On Sept. 11, as horrified Americans watched commercial airliners barrel into the World Trade Center and the Pentagon, the life's work of Dennis Kux '52 suddenly became vastly more valuable to those citizens-and the news outlets that inform them.
Kux parlayed 39 years of experience in the U.S. State Department, particularly his expertise on South Asia, into a second career beginning in 1994 as a highly acclaimed author of books and articles about the United States' relations with India and Pakistan.
In the aftermath of the terrorist attacks, people who'd ignored the rise of Afghanistan's repressive Taliban regime-and the politics of its neighboring nations-suddenly found themselves with a new vocabulary and a burning desire to learn more about the forces that led to the terrorist attack.
Kux has been interviewed on three television networks and National Public Radio and given lectures at more than a dozen clubs, colleges, and other organizations. His comments also appeared in a number of newspapers, including The Washington Post. “It's a very, very fluid situation,” he says. “The talk changes each time, but the background remains the same.”
Reporters asked: Why did Pakistan support the Taliban before switching its alliance in the wake of the attacks? How would Pakistani Muslims react to American bombs falling on Afghanistan?
For Kux, who has watched Pakistan founder since its birth nearly 55 years ago, many answers lie in the nation's history of conflict with India and in the uneven treatment it has received from the U.S.

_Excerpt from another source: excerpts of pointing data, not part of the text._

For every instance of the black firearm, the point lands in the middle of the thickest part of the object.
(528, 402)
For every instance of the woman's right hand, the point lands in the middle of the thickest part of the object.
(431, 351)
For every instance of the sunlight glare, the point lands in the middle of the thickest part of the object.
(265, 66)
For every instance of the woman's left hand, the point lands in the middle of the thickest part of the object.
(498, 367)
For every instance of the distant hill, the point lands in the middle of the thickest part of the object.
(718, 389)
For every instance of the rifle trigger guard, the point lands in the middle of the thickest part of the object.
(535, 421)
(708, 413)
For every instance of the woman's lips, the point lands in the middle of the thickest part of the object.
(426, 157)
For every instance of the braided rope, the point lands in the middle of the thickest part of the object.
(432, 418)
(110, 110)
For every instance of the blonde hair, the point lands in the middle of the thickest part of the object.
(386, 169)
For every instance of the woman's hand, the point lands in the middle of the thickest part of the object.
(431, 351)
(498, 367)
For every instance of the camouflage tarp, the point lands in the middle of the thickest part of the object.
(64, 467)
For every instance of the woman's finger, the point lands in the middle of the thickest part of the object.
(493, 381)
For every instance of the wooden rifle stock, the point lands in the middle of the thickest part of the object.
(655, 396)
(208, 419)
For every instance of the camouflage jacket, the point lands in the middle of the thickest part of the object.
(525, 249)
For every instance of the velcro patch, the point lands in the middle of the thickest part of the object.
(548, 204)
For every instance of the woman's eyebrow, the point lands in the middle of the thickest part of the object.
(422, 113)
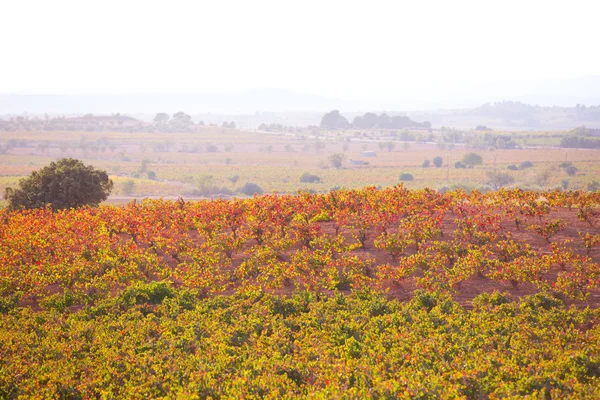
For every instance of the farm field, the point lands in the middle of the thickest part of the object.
(219, 161)
(390, 293)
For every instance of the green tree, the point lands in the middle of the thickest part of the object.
(472, 159)
(66, 183)
(337, 160)
(334, 120)
(161, 118)
(250, 189)
(499, 179)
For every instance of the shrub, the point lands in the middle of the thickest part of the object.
(571, 170)
(593, 186)
(405, 176)
(472, 159)
(309, 178)
(66, 183)
(250, 189)
(526, 164)
(128, 186)
(499, 179)
(337, 160)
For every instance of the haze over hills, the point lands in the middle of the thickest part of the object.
(546, 92)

Kux, who visited Afghanistan several times when he was at the U.S. embassies in India and Pakistan, says the U.S. and other nations can't afford to turn their backs on Pakistan as they did on Afghanistan after the Russians left. “We didn't really try to help them form a stable government,” he says, explaining that in the case of Pakistan, “we and the rest of the world need to stay with them. If Pakistan becomes a failed state, it will make Afghanistan look like a kindergarten.”
Kux says that in order to keep Pakistan from becoming a place for conflict and terrorism to thrive, the U.S. must act as mediator between Pakistan and India.
Interest in Diplomacy Grew
The New York Times called his first book, India and the United States: Estranged Democracies, 1941-91, “the definitive history of Indian-American relations.” A companion volume, The United States and Pakistan 1947-2000: Disenchanted Allies, came out in summer 2001 and quickly proved far more timely than he had anticipated.
Kux says his interest in diplomacy and foreign policy began when he was a history major at Lafayette and took government classes taught by Eugene Parker Chase, a former State Department official. His interest grew, when, as a first lieutenant in the U.S. Army, he interrogated Korean, Chinese, and Japanese prisoners of war.
After receiving his master's degree at Fletcher School of Law and Diplomacy, Tufts University, he was hired by the State Department in 1955 to study and report on economic policy. In 1957, when he arrived at the U.S. Embassy in Pakistan, the heat was intense and the odds of contracting hepatitis were about one in four. By the end of his two-year assignment, Kux had fallen in love with the land, the people, and the complicated political and cultural history of South Asia.
Kux did a tour of duty in India, worked on South Asia policy in Washington, D.C., and worked two years in Bonn, Germany. He returned to Pakistan for another two-year tour in 1969, ending it as “unwitting control officer” for U.S. Secretary of State Henry Kissinger's secret trip to China, preceding President Richard Nixon's historic trip there.
New Book in Process
Kux spent the 1970s on a tour of duty in Turkey and back in Washington, D.C., as country director for India, Nepal, and Sri Lanka. He was named deputy assistant secretary for intelligence coordination in 1980, then deputy director for management operations in 1984. Two years later, he headed overseas again, this time as ambassador to the Ivory Coast. He speaks French, Russian, Hindi, Tamil, and Urdu.
When Kux returned to the United States in 1989, he continued his State Department career for another five years, then began work on his first book. He visited Uzbekistan in the late 1990s, and served as a fellow of the Woodrow Wilson International Center for Scholars from 1996-97. He is currently a senior scholar at the Wilson Center and executive director of the Asia Society's Council on Foreign Relations.
Kux adds that his new career hasn't kept him buried in the archives. He has returned to both Pakistan and India on Fulbright fellowships, and will return to India to work on his third book, which will address United States-India relations following the Cold War.